-
Notifications
You must be signed in to change notification settings - Fork 203
Description
Bug Report
I'm able to use the async driver to load data in a blocking manner pretty easily, using the following code.
Method 1
import asyncio
from neo4j import AsyncGraphDatabase
async def create_node_tx(tx, record):
query = """
MERGE (p:Product {id: $record.id})
SET p.item = $record.item, p.price = $record.price
RETURN p.id as node_id
"""
result = await tx.run(query, record=record)
node_id = await result.single()
print(f"Loaded node with id: {node_id['node_id']}")
async def main(data):
async with AsyncGraphDatabase.driver(URI, auth=("neo4j", "password123")) as driver:
async with driver.session(database="neo4j") as session:
for item in data:
await session.execute_write(create_node_tx, item)

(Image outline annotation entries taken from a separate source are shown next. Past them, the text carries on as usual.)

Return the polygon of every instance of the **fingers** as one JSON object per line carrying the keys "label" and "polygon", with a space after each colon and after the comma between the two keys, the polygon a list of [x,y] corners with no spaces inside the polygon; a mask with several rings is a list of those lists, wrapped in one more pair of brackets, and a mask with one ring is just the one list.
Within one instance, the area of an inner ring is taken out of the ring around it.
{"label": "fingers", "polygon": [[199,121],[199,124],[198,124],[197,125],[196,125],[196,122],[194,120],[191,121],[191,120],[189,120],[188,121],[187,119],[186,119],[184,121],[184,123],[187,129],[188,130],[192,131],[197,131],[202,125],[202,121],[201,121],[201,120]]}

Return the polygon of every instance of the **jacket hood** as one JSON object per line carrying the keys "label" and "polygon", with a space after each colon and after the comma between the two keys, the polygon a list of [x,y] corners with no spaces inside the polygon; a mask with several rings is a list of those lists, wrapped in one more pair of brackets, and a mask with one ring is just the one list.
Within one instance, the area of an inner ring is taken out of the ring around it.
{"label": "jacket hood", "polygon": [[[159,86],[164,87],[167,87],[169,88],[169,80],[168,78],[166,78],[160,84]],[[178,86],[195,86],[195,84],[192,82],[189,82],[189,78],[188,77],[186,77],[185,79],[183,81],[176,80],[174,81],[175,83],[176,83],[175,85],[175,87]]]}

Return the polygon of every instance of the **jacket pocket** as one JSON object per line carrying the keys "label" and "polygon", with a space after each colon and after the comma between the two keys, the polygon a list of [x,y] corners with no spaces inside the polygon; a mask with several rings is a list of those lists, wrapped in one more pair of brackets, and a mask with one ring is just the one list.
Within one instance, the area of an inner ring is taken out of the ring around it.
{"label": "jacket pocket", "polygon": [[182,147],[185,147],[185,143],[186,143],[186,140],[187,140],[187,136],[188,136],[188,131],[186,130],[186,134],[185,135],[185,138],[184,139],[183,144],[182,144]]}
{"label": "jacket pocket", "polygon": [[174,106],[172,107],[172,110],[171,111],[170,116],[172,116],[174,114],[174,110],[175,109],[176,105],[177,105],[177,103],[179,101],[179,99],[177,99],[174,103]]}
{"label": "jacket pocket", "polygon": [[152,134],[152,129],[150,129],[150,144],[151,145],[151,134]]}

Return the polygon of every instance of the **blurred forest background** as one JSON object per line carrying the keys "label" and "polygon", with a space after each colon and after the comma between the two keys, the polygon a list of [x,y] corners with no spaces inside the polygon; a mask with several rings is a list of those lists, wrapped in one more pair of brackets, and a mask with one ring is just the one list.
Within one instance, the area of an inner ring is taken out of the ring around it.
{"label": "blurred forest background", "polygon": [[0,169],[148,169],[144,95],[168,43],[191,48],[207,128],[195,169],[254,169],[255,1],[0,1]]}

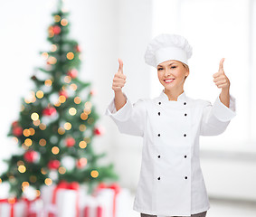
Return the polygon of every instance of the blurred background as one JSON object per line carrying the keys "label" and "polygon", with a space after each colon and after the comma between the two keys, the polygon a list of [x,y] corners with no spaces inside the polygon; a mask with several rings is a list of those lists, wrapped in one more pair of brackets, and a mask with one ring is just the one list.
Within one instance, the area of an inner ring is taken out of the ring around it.
{"label": "blurred background", "polygon": [[[0,160],[15,146],[6,137],[19,114],[21,98],[32,88],[33,68],[43,64],[45,40],[56,1],[0,1]],[[113,162],[122,187],[136,191],[142,138],[121,135],[105,110],[113,99],[111,83],[124,61],[131,101],[160,94],[156,69],[146,65],[148,42],[159,33],[184,35],[194,49],[186,95],[211,100],[220,93],[213,81],[220,60],[231,80],[237,116],[218,137],[201,138],[201,162],[212,203],[209,216],[256,216],[256,1],[255,0],[74,0],[71,34],[82,50],[80,76],[92,83],[94,104],[105,128],[94,141]],[[151,69],[152,68],[152,69]],[[1,162],[0,172],[5,169]],[[132,209],[132,204],[131,204]],[[138,216],[132,212],[130,216]]]}

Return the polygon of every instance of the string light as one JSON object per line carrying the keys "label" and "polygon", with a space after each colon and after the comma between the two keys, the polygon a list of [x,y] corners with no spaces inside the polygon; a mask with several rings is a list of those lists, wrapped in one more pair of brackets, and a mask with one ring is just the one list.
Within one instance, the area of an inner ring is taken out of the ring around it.
{"label": "string light", "polygon": [[60,148],[57,147],[57,146],[53,146],[53,147],[52,148],[52,152],[53,155],[58,155],[59,152],[60,152]]}
{"label": "string light", "polygon": [[31,118],[33,120],[37,120],[39,118],[39,115],[36,112],[32,113]]}
{"label": "string light", "polygon": [[61,127],[58,128],[58,133],[59,133],[60,135],[63,135],[63,134],[65,133],[65,129]]}
{"label": "string light", "polygon": [[19,165],[18,171],[19,171],[21,174],[24,174],[24,173],[26,171],[26,167],[25,167],[24,165]]}
{"label": "string light", "polygon": [[68,24],[69,24],[69,22],[68,22],[68,20],[65,19],[65,18],[61,21],[61,24],[62,24],[62,26],[66,26]]}
{"label": "string light", "polygon": [[74,103],[75,103],[75,104],[80,104],[80,103],[81,103],[81,98],[80,98],[80,97],[76,97],[76,98],[74,99]]}
{"label": "string light", "polygon": [[43,92],[42,90],[38,90],[38,91],[36,92],[36,97],[37,97],[38,99],[43,98]]}
{"label": "string light", "polygon": [[66,123],[64,124],[64,128],[65,128],[66,130],[70,130],[71,127],[72,127],[72,126],[71,126],[71,124],[70,122],[66,122]]}
{"label": "string light", "polygon": [[32,146],[32,140],[30,138],[26,138],[24,140],[24,145],[27,146]]}
{"label": "string light", "polygon": [[50,87],[50,86],[52,86],[52,80],[45,80],[45,81],[44,81],[45,86]]}
{"label": "string light", "polygon": [[65,167],[63,167],[63,166],[61,166],[61,167],[58,169],[58,171],[59,171],[59,173],[62,174],[62,175],[63,175],[63,174],[66,173],[66,169],[65,169]]}
{"label": "string light", "polygon": [[67,53],[67,59],[70,60],[70,61],[74,59],[74,56],[75,56],[74,53],[71,52]]}
{"label": "string light", "polygon": [[90,175],[92,178],[97,178],[99,176],[99,172],[97,170],[92,170]]}
{"label": "string light", "polygon": [[39,145],[40,145],[41,146],[46,146],[46,140],[45,140],[44,138],[41,138],[41,139],[39,140]]}
{"label": "string light", "polygon": [[46,125],[42,123],[42,124],[39,125],[39,128],[41,130],[45,130],[46,129]]}
{"label": "string light", "polygon": [[46,178],[44,180],[44,183],[45,183],[46,185],[49,186],[49,185],[51,185],[52,184],[52,180],[51,178]]}
{"label": "string light", "polygon": [[82,119],[82,120],[86,120],[88,118],[88,115],[85,114],[85,113],[81,113],[80,118]]}
{"label": "string light", "polygon": [[83,124],[80,125],[79,130],[81,131],[81,132],[85,131],[86,130],[86,126],[83,125]]}
{"label": "string light", "polygon": [[71,76],[65,76],[65,78],[64,78],[64,81],[66,82],[66,83],[70,83],[70,82],[71,82]]}
{"label": "string light", "polygon": [[86,143],[85,141],[81,141],[81,142],[79,143],[79,146],[80,146],[81,148],[86,148],[87,143]]}
{"label": "string light", "polygon": [[77,113],[77,109],[75,108],[71,108],[69,113],[71,116],[74,116]]}

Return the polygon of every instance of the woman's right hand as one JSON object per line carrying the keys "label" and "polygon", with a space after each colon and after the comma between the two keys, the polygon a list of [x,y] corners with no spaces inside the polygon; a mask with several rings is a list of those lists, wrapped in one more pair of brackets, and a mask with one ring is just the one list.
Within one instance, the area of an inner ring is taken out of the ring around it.
{"label": "woman's right hand", "polygon": [[125,86],[126,83],[126,75],[123,73],[123,61],[121,59],[119,59],[119,68],[118,72],[115,74],[113,79],[112,90],[117,92],[121,92],[122,88]]}

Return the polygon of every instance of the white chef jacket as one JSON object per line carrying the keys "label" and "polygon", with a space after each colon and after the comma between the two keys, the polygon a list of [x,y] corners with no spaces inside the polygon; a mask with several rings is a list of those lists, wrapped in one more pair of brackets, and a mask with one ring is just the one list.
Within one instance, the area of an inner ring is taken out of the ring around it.
{"label": "white chef jacket", "polygon": [[177,101],[161,92],[116,110],[114,99],[106,115],[121,133],[143,137],[142,162],[133,209],[142,213],[190,216],[210,208],[199,160],[199,136],[223,133],[235,116],[219,97],[193,99],[185,91]]}

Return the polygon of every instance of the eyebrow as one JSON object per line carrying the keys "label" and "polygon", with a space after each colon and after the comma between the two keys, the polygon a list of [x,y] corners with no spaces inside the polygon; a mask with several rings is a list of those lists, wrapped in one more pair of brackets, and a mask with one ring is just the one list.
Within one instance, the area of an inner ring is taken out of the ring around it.
{"label": "eyebrow", "polygon": [[[175,63],[176,63],[176,62],[172,62],[172,63],[170,63],[170,64],[168,64],[168,66],[169,65],[172,65],[172,64],[175,64]],[[159,67],[163,67],[162,65],[158,65]]]}

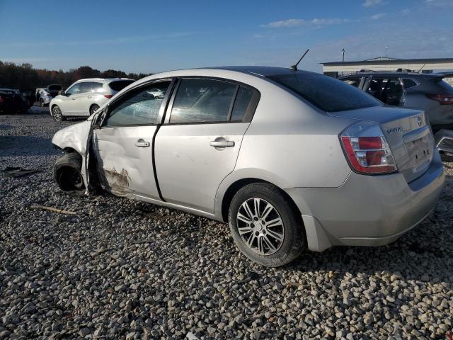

if __name__ == "__main__":
URI = "bolt://localhost:7687"
data = [
{"id": 1, "item": "book", "price": 10.0},
{"id": 2, "item": "pencil", "price": 5.0},
{"id": 3, "item": "eraser", "price": 2.0},
{"id": 4, "item": "pen", "price": 6.0},
{"id": 5, "item": "ruler", "price": 4.0},
]
# Run the main function asynchronously
asyncio.run(main(data))Output
Loaded node with id: 1
Loaded node with id: 2
Loaded node with id: 3
Loaded node with id: 4
Loaded node with id: 5Because I iterate through the list of records in a for loop and await the creation of nodes, the execution must be happening in a blocking fashion.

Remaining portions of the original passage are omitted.